No executive, director, or manager wants to wait that long.

So although Big Data offers a lot of benefits as far as possible insights go.

Big Data also quickly becomes a burden(and I haven’t even referenced the problem with pruning unnecessary data).

So how do we improve the performance of big data systems?

Solution #1: Pay For More Compute

One way to solve the problem is just to spend more money. Buy more compute on your clusters or get bigger machines.

But there is always a limit.

I have worked with plenty of clients who quickly calculated that to improve their performance it would cost way too much if they went the route of more compute.

So this can be an easy step, but arguably not the best solution.

Sometimes, it’s less about compute and more about design as well as the underlying system.

Solution #2: Migrate To A Cloud Data Warehouse Designed For Speed

Through a combination of technical debt and just time, systems begin to slow.

There are several ways to improve without just buying bigger machines.

For example, if your team is using databases like Postgres or standard SQL Server for your data warehouse, then it might be time to migrate to a cloud data warehouse that was designed for analytical queries.

You could look into cloud data warehouses like Azure Synapse, Redshift, or BigQuery. These can help improve performance depending on how you design your data warehouse.

Solution #3: Improve Your Data Warehouse Design

If you’re already in a cloud data warehouse, then you can look into other possible solutions like a better design, aggregate tables, and indexes.

These are all solutions that would require looking at your design, looking at bottlenecks, and assessing the best solution.

Improving your overall design is a much hard topic to discuss. I would be happy to discuss this on a free consultation call or our open office hours that I hold every week.

You can also look at some of these articles on scaling as there are a lot of ways to approach the problem.

How To Improve Your Apps Performance Before It Slows Down

Improving Data Warehouse Performance


Managing Complex Business Decisions In Excel

Excel and spreadsheets continue to drive billion-dollar decisions in companies across the globe.

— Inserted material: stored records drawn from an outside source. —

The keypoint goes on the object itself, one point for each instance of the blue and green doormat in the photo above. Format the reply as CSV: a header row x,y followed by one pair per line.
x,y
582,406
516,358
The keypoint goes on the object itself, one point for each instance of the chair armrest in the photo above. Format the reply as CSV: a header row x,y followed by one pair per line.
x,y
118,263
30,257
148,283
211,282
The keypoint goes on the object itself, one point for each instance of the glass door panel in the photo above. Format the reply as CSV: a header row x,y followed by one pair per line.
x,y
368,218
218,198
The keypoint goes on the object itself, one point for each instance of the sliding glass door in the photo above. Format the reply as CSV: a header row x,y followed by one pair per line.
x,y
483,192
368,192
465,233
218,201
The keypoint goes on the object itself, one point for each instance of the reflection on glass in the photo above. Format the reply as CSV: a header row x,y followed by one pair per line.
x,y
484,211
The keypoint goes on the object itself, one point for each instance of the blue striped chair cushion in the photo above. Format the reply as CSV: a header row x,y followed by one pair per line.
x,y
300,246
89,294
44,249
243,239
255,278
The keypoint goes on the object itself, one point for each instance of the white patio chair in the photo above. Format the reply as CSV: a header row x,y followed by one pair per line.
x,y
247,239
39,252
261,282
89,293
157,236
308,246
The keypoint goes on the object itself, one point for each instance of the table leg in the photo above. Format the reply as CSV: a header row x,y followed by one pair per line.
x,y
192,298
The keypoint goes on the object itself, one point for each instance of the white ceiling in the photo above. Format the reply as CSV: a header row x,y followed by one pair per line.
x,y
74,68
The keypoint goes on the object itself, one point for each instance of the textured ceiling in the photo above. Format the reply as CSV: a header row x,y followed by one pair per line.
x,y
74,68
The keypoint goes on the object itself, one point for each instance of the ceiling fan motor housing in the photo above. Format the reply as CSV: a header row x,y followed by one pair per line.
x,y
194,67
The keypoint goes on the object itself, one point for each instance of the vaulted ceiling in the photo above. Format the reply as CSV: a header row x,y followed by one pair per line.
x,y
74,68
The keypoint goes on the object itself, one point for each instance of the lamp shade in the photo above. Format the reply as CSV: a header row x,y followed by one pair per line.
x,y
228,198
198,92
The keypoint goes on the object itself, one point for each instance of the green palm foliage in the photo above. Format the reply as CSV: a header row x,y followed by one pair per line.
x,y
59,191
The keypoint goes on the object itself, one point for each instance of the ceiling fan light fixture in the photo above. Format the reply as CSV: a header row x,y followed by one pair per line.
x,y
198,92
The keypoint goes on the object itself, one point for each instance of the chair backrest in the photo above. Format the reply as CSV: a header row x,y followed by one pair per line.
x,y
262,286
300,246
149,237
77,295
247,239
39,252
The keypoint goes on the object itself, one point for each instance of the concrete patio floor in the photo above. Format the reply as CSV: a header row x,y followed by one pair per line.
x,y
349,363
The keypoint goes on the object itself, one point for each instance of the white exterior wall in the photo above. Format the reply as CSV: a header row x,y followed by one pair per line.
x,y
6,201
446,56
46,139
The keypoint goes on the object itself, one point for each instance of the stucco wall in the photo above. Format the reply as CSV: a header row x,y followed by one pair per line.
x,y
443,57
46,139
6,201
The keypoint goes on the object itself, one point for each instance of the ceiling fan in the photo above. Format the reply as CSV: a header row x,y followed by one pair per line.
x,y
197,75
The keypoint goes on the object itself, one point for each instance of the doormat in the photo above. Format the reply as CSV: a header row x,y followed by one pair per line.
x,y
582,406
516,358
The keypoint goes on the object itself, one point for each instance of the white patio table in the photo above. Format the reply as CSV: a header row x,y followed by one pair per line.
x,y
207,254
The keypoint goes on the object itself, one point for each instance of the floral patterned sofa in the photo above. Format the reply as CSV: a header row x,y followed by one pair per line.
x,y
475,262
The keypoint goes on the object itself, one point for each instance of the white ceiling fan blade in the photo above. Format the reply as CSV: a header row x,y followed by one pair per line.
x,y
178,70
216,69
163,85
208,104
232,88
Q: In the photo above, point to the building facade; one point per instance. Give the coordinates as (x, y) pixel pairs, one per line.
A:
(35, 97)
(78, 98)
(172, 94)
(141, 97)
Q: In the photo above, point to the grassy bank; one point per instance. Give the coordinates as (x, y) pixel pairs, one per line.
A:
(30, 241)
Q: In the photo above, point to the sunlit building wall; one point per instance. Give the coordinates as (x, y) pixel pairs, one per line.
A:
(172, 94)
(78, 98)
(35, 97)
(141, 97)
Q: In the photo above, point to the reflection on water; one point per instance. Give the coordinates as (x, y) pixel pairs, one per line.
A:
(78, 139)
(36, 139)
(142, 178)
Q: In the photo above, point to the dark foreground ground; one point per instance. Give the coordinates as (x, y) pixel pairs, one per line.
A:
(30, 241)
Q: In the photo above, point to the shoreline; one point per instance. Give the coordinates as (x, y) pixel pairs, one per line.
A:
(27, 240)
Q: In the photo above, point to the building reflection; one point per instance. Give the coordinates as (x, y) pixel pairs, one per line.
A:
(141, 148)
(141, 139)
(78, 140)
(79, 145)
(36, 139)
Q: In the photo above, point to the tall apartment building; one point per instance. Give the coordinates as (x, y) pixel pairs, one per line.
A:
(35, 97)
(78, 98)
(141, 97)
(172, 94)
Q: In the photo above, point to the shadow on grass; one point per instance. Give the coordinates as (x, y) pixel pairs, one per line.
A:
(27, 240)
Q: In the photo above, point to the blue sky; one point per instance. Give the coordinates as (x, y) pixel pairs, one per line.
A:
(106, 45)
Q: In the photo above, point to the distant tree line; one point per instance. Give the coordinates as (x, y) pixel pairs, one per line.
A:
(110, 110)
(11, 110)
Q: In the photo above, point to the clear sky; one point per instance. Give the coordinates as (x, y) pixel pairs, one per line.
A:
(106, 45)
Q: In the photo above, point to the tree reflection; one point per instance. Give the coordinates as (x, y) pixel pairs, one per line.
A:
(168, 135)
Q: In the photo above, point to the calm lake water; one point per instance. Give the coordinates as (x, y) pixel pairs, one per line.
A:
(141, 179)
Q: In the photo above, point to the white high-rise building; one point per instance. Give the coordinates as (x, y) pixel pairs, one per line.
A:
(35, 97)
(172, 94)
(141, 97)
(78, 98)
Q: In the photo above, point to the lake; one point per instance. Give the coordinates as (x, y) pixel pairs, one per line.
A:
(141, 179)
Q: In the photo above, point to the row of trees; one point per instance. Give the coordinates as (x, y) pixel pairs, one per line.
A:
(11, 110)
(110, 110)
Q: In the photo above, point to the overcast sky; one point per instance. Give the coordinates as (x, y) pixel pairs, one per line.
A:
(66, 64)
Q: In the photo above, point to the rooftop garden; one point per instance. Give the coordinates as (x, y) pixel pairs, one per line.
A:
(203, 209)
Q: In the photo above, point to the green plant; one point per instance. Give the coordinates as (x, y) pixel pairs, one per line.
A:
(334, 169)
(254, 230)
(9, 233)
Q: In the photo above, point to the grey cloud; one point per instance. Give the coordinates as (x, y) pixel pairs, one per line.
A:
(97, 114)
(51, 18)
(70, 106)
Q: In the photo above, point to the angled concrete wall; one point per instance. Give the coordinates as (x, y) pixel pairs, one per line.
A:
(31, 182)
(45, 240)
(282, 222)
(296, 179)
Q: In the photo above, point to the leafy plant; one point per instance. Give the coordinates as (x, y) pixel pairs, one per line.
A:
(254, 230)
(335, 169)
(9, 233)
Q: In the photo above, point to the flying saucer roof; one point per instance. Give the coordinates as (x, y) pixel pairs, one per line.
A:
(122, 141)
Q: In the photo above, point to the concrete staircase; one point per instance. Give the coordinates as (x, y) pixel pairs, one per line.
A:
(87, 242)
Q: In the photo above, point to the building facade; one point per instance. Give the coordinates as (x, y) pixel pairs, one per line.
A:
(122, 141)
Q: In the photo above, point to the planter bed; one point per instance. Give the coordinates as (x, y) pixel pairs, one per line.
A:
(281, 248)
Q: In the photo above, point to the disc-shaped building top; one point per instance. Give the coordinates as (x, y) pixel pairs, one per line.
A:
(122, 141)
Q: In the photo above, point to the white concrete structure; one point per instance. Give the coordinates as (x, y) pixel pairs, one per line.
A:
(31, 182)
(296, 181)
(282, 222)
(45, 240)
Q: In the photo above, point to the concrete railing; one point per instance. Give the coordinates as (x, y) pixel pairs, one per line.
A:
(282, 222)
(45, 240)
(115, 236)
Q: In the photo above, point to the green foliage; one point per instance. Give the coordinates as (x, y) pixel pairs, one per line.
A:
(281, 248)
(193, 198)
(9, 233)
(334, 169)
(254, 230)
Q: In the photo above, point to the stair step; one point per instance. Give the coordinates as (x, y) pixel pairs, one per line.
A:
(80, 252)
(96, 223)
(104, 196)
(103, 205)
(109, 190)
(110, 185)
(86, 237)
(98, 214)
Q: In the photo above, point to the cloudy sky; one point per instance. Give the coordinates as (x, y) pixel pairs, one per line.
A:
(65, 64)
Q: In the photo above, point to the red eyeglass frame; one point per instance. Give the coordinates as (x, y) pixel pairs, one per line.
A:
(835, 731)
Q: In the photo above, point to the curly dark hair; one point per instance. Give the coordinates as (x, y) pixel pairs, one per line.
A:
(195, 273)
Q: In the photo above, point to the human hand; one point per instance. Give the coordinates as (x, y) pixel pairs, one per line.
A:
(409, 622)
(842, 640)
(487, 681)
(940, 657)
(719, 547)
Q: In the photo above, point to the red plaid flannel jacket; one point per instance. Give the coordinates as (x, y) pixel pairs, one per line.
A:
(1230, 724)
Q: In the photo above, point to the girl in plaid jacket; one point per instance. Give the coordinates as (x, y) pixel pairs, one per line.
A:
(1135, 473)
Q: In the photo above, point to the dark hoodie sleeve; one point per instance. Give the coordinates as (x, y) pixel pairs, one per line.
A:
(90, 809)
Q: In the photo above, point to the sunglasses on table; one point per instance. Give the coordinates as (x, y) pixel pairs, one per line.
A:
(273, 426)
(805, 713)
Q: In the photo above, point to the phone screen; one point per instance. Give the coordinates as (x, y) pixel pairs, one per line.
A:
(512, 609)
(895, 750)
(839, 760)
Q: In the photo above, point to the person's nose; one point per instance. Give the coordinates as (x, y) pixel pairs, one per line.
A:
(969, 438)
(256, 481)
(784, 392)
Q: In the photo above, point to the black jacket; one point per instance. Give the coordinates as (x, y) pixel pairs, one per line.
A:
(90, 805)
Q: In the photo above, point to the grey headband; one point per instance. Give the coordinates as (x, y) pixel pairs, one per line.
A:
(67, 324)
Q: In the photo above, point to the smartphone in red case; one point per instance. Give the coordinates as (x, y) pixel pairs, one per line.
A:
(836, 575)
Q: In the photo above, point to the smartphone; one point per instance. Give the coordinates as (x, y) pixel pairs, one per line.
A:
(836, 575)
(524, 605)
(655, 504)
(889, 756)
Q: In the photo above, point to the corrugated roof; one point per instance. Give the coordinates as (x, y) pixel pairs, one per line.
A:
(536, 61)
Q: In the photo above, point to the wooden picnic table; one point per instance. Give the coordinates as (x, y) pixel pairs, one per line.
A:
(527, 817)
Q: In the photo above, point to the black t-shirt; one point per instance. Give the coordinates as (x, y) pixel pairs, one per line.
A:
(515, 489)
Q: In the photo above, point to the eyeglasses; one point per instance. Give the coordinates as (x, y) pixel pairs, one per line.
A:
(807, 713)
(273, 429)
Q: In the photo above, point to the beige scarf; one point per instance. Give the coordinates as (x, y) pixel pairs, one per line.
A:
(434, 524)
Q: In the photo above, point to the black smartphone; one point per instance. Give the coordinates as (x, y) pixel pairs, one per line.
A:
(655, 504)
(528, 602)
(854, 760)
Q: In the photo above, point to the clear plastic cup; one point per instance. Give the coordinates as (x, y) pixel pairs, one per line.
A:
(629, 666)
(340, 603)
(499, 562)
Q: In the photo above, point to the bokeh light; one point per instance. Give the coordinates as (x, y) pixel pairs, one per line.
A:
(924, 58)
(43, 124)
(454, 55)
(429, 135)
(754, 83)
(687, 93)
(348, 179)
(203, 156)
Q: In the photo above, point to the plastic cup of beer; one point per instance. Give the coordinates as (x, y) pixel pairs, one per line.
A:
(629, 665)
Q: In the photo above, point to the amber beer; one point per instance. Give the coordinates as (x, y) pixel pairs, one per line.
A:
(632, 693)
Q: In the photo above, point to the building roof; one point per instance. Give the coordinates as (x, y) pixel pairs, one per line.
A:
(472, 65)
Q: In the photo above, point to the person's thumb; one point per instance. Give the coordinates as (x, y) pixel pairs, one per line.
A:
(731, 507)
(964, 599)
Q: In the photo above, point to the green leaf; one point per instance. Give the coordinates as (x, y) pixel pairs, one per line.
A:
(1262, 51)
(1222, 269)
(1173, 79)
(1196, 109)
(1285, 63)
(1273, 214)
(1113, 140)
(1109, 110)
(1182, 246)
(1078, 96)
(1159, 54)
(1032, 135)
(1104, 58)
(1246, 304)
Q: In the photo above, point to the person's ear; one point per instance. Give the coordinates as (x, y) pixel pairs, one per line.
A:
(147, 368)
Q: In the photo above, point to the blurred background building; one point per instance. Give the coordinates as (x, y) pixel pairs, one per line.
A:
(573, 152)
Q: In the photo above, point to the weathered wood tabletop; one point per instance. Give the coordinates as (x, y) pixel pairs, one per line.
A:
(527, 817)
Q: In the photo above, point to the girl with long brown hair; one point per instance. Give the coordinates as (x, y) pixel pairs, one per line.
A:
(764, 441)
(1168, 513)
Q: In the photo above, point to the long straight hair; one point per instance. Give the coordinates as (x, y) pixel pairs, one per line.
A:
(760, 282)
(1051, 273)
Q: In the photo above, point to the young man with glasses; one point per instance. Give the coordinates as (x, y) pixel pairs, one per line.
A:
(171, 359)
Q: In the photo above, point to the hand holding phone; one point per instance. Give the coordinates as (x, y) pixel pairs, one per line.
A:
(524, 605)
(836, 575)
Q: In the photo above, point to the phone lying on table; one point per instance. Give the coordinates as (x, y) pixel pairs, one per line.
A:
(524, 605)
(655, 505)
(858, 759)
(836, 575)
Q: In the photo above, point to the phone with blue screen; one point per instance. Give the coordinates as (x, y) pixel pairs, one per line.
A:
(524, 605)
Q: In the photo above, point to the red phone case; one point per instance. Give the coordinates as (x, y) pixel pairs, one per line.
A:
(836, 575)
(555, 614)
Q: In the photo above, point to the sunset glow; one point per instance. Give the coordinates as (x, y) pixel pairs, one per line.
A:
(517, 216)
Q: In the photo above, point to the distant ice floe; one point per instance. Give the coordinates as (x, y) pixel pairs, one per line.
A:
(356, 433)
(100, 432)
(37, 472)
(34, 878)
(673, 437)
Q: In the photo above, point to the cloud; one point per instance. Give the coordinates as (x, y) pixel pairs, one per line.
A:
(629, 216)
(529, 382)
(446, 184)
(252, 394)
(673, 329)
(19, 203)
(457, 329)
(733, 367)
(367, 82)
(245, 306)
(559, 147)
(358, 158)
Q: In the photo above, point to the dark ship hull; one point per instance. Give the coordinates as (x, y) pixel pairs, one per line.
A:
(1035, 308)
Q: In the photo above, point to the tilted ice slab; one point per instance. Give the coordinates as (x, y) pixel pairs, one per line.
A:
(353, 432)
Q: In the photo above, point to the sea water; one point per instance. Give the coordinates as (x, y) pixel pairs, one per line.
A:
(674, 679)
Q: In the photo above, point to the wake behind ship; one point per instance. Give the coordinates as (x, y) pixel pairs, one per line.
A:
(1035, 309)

This reliance on Excel has also led to millions and billion-dollar mistakes by even the smartest companies.

For example, in 2008 Barclays agreed to purchase Lehman Brothers, except spreadsheet errors led them to eat losses on contracts they did not intend to buy. The detailed spreadsheet of Lehman assets contained approximately 1,000 rows that needed to be converted into a PDF. Except, the original Excel version had hidden rows with 179 items that Barclays did not want. The notes that they did not want those contracts were not transferred to the PDF, but the hidden rows were. As a result, they had to buy 179 contracts that they did not want.

And in 2012 JP Morgan lost nearly 6 billion dollars due to what came down to mostly Excel errors.

Excel is a very versatile data tool that can help teams manage a lot of workflows. However, they are also very error-prone because of complex design, human error, and how Excel operates in general.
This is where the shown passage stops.